Remoaner hysteria reaches fever pitch
CRANKING up the Remoaner rhetoric to a new pitch of hysteria, the head of the Paris-based Organisation for Economic Cooperation and Development predicts Brexit will be ‘ like the Blitz, except fortunately not the Blitz’.
Leave aside Angel Gurria’s nonsensical choice of words. Though he disingenuously insists all he wants is a soft and ‘seamless’ Brexit, his clear purpose is to frighten British voters into changing their minds.
Indeed, this intention is spelt out in his organisation’s report, which suggests reversing the decision to withdraw in a second referendum would have a ‘significant’ positive impact on our economy, while Brexit without a deal would wipe up to £40billion off UK growth by 2019.
Why we should believe these predictions is anyone’s guess.
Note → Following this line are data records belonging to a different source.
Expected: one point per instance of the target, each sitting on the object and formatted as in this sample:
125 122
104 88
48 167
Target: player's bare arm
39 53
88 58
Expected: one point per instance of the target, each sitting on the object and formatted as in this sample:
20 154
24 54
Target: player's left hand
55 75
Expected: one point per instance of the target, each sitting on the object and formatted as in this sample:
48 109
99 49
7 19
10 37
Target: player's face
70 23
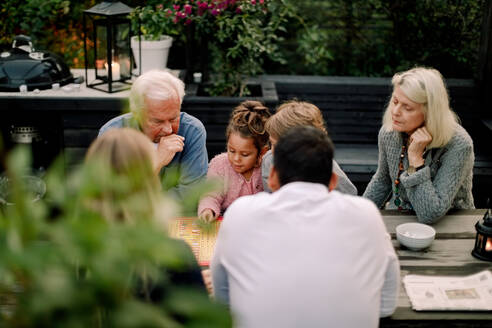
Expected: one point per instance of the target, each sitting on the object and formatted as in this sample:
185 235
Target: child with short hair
239 168
297 113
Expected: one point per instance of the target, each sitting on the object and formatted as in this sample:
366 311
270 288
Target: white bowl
415 236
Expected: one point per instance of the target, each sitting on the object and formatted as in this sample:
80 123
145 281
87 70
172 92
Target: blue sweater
191 164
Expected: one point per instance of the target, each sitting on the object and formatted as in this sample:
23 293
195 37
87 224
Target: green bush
63 265
380 37
327 37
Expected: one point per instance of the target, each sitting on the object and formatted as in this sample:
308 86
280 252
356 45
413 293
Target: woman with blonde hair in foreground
131 192
425 157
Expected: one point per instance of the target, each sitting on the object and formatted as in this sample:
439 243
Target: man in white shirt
305 255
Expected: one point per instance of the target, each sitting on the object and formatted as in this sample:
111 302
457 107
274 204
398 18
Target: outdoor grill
22 68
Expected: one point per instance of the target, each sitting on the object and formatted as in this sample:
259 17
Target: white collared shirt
305 257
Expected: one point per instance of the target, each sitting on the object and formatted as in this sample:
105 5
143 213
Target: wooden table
449 254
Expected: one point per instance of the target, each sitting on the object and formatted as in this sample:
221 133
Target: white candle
115 70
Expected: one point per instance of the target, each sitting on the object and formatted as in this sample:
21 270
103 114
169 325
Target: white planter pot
154 52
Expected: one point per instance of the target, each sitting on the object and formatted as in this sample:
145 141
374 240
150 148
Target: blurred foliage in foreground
63 265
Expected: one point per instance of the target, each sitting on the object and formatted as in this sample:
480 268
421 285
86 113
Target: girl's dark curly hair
248 119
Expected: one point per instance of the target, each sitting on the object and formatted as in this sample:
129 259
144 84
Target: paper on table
202 243
438 293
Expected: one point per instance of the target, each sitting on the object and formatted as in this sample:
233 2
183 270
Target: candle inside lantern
488 245
115 70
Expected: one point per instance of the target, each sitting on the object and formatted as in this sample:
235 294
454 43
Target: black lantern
483 240
107 46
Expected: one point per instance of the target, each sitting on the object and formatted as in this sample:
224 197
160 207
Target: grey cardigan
344 184
444 183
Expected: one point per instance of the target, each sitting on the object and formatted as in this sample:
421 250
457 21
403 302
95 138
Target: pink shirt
234 185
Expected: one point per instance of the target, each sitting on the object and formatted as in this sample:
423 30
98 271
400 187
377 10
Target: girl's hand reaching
208 215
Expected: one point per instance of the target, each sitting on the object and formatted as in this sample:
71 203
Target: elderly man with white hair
180 139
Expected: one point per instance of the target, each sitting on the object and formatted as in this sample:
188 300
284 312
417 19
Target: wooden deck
449 254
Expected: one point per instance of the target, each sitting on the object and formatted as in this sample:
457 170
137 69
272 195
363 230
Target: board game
201 241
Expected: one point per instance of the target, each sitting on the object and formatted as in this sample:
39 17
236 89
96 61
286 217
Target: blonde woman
298 113
425 156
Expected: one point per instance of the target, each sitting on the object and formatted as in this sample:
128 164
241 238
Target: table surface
449 254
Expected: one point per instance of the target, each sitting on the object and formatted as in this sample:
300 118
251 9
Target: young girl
239 169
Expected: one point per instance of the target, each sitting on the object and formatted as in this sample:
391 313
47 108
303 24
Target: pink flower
187 9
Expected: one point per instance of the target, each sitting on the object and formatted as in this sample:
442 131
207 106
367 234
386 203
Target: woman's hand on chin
419 140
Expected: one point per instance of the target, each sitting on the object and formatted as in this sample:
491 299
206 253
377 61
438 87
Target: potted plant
151 46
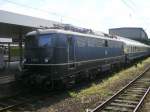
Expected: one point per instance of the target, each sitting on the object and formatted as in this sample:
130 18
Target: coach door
71 52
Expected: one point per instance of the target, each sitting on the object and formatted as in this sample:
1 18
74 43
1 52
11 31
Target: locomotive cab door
71 52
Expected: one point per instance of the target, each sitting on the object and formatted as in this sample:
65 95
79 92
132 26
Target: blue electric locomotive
58 55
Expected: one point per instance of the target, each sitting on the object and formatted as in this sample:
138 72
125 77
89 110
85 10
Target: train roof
98 35
131 42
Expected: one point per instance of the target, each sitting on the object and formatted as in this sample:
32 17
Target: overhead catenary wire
41 10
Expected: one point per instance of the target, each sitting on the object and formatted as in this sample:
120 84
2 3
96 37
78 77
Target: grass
91 95
108 86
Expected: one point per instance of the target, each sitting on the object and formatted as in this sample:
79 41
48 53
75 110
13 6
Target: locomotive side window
81 42
45 41
106 43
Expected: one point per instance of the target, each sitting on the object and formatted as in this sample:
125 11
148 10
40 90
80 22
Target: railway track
19 102
130 98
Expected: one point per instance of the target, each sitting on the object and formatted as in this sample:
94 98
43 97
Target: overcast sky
96 14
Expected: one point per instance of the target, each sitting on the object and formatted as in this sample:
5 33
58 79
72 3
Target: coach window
106 43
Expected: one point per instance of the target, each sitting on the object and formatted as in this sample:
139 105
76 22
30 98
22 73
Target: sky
99 15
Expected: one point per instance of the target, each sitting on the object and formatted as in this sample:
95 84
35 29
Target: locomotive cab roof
68 32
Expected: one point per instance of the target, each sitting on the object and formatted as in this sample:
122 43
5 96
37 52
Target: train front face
38 57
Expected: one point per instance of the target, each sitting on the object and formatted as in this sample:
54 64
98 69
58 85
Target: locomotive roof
101 35
47 31
131 42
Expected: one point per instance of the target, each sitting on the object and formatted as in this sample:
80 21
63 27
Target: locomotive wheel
48 85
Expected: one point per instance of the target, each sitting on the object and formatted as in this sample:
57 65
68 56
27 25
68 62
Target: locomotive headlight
24 60
46 60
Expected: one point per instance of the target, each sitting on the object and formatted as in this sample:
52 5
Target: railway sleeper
126 101
113 108
122 105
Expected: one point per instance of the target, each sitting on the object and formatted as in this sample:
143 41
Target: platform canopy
13 25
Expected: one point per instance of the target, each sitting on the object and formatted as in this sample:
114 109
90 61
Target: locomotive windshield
39 48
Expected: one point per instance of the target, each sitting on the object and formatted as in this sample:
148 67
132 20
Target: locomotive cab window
106 43
45 41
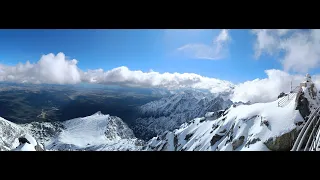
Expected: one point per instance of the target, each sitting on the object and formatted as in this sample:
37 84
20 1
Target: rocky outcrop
303 106
282 143
238 142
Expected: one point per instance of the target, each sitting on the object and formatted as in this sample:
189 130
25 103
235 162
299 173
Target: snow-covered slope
169 113
9 134
95 132
245 127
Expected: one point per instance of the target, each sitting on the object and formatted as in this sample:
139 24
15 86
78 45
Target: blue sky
139 50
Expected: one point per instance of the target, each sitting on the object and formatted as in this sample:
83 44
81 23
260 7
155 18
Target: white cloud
268 89
301 48
126 77
49 69
58 70
217 50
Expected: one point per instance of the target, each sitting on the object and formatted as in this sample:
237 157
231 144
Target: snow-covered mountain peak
245 126
98 132
170 112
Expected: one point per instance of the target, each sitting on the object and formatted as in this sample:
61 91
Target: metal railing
285 99
306 140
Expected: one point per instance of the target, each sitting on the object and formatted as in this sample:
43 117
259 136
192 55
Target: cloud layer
300 48
126 77
49 69
217 50
268 89
59 70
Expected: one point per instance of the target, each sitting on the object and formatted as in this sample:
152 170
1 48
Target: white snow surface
240 122
25 147
170 112
95 132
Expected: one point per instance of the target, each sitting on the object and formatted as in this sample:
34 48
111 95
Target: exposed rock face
283 142
238 142
303 106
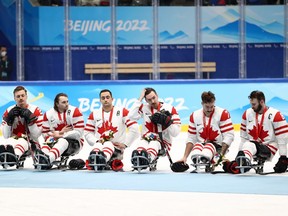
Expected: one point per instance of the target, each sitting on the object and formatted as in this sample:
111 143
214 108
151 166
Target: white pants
208 150
151 147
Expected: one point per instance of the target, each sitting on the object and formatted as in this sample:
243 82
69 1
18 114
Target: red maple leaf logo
20 128
60 126
150 126
107 126
209 134
254 133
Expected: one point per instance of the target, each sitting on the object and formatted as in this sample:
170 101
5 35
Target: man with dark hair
158 118
21 125
210 134
5 65
63 127
105 130
263 131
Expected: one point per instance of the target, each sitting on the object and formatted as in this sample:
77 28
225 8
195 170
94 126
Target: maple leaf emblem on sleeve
149 126
209 134
20 128
107 126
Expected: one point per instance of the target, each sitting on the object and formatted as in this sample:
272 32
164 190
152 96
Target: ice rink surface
55 192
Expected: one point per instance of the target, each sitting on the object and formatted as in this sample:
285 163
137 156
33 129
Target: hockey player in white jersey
63 127
106 131
264 130
158 117
210 134
21 128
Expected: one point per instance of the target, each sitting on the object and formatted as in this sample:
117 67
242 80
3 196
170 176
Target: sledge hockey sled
147 164
18 163
245 164
97 162
199 164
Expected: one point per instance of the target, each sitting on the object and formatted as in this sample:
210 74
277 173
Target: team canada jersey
55 121
115 121
18 127
270 126
217 128
145 111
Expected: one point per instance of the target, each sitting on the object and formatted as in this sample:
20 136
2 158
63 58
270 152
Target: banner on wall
185 96
134 25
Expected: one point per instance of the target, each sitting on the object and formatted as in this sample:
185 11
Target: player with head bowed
63 127
264 130
109 131
161 122
210 134
21 128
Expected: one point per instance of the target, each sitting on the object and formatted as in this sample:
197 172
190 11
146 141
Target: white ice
53 202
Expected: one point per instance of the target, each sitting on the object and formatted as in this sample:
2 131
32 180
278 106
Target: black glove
229 167
179 167
281 165
28 115
161 118
14 112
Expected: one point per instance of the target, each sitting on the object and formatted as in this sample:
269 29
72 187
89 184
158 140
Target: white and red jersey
55 121
145 111
265 128
217 128
18 127
116 121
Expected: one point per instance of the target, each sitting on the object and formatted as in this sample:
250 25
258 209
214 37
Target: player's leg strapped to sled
15 151
253 156
63 148
204 156
146 155
105 157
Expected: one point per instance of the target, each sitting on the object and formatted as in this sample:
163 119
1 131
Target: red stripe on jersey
131 123
244 115
125 112
279 128
226 125
77 113
225 115
273 149
90 130
20 147
278 117
192 118
228 129
174 111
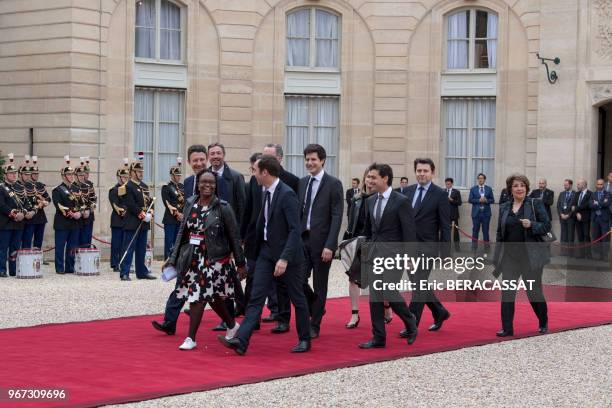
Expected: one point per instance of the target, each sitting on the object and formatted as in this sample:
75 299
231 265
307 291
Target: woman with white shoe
207 240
After all, this is the same OECD – repeatedly proved wrong – which warned of an immediate ‘major negative shock’ after a Leave vote (before having to backtrack when the economy refused to stop growing).
Doesn’t this latest scaremongering also smack more of desperate propaganda than cool economic analysis?
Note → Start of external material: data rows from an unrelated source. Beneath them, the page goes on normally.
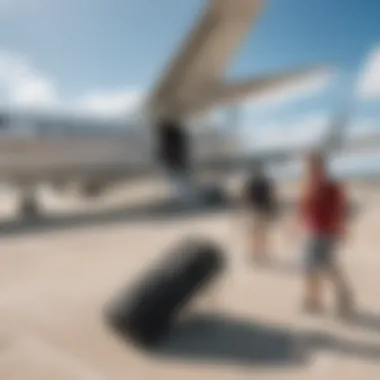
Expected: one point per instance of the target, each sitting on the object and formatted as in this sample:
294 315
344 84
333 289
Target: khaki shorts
320 253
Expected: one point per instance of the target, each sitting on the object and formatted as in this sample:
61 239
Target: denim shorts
319 253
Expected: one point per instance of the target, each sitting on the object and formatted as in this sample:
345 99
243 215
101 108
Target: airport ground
57 275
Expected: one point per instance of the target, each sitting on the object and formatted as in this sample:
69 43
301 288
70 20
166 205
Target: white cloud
109 103
23 86
305 130
305 85
369 79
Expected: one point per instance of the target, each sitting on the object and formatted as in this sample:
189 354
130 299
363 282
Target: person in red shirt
322 214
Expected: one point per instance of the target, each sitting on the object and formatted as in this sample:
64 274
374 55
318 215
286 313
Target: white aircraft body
58 149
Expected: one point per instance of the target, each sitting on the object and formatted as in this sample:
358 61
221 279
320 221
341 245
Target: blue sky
108 50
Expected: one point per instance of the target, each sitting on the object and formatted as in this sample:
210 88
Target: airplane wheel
29 208
144 313
214 195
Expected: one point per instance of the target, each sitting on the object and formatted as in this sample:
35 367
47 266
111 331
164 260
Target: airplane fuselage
60 150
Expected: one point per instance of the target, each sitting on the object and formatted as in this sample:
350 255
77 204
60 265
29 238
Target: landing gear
213 195
29 207
174 155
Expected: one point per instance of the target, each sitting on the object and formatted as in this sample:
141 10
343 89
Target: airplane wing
227 93
204 56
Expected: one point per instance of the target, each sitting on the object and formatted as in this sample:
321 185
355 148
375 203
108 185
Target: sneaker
345 304
311 307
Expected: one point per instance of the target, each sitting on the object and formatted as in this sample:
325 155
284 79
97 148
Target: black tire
145 312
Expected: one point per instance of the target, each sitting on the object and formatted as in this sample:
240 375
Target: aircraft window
4 122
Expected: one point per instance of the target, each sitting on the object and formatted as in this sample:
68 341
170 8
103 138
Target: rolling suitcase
144 313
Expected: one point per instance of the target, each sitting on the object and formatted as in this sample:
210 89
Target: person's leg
260 238
342 289
313 280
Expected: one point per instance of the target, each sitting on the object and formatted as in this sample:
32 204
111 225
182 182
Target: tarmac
57 275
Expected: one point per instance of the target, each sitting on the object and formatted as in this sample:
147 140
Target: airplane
40 148
37 148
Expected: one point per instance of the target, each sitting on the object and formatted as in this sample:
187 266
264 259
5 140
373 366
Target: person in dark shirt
260 202
173 146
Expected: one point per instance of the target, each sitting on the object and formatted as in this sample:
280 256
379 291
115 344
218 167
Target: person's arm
343 211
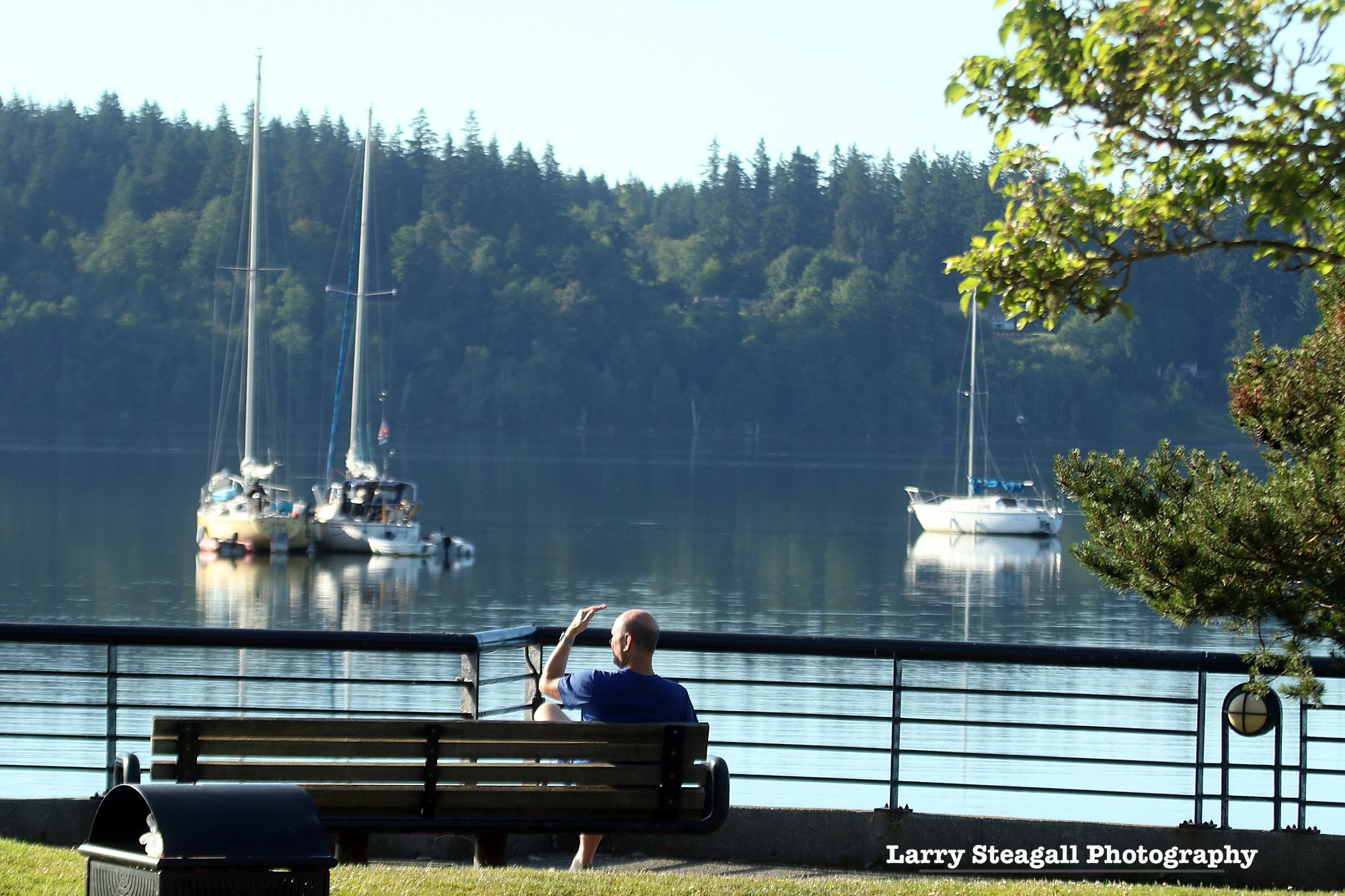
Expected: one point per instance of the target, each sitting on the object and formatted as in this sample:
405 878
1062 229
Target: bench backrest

Instead of trying to whip up panic in Britain, Mr Gurria should surely be lecturing Brussels on its duty to press ahead with a mutually beneficial trade deal.
Indeed, it becomes clearer by the day that Europe’s negotiators are betraying the 500million people whose interests they purport to represent.
They may pretend they are delaying trade talks because they first want firm guarantees for EU citizens based in the UK (which Britain has offered) and agreement on the Irish border (which will depend on the nature of a trade deal).
But yesterday the mask slipped. As a close ally of Angela Merkel all but confirmed, the real sticking point is money. The fact is that the EU is desperately worried about how it will fill the gap in its budget when its second largest contributor leaves, calculating that the longer it keeps us waiting for trade talks, the more cash it can extort from us.
In other words, the negotiators are more concerned about funding their own bureaucracy and lavish perks than with the interests of countless farmers, factory hands and others all over Europe whose jobs depend on access to British markets.
Don’t take the Mail’s word for it that our partners need us more than we need them. Yesterday, even Bank of England Governor Mark Carney – the former cheerleader for Project Fear – admitted as much, when he said losing access to the City would cause huge problems for our partners, while UK banks are better prepared than the EU’s for a future without a deal.
Isn’t this the message Mr Gurria should be ramming home to Brussels? Meanwhile, wouldn’t he do well to remember that the Blitz was Britain’s finest hour – and Europe’s darkest?